The therapist should be prepared to administer basic life support interventions or activate the emergency medical system should an individual present with palpitations in association with any of the following:

  • Significant shortness of breath, chest discomfort, light-headedness, or presyncopal symptoms (faintness, dizziness, weakness, etc)

  • Marked hypertension (>220/110) or hypotension (<90/60 in an individual who is typically normotensive)

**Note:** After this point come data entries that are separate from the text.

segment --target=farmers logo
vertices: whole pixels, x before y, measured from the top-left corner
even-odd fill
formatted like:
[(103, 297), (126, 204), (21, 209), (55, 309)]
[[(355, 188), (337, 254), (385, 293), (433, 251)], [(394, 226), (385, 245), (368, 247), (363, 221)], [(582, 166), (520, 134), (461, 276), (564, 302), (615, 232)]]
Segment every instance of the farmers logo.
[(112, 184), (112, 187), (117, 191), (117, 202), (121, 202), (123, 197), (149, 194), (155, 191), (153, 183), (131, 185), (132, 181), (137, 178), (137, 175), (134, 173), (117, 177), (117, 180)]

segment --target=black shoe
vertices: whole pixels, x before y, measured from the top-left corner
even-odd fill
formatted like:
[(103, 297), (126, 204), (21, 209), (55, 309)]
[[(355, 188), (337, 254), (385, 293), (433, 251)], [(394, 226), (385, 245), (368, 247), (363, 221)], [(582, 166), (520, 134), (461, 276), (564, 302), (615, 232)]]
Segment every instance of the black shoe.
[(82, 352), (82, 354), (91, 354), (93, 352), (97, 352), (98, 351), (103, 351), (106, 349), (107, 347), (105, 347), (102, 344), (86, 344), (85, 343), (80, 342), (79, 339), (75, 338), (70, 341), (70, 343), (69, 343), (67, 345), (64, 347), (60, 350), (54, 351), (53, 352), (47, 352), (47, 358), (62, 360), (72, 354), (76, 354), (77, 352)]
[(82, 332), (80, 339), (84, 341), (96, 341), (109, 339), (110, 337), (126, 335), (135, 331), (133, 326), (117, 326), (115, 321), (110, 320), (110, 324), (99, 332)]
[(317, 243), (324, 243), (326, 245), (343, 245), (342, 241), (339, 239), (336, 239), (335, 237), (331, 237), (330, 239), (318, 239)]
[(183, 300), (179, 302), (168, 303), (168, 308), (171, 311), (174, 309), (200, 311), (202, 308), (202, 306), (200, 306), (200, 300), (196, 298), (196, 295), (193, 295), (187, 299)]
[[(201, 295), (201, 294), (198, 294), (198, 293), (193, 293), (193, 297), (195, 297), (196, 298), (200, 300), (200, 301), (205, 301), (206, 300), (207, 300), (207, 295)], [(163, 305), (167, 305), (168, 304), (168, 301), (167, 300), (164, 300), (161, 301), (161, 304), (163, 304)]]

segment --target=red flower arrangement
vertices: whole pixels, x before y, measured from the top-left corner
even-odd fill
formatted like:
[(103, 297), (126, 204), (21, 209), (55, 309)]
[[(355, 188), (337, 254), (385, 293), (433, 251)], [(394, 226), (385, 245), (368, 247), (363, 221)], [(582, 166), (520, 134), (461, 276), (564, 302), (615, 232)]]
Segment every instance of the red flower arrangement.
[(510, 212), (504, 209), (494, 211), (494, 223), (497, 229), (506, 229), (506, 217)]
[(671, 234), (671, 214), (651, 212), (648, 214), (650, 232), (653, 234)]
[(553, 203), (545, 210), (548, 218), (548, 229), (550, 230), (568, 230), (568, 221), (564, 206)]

  • Occurring suddenly (paroxysmal) and lasting longer than 15 to 20 minutes with associated symptoms

Individuals who experience palpitations and who also have a family history of sudden death represent a high-risk population. These individuals merit special consideration and the therapist should initiate a timely referral to the appropriate health care provider for definitive assessment.

Overview of Palpitations

Palpitations are a conscious awareness of one's own heartbeat. The sensation may be described as a pounding, racing, or irregular heartbeat and can usually be felt in the chest, throat, or neck. Often, the individual reports a fluttering in the chest or a skipped beat.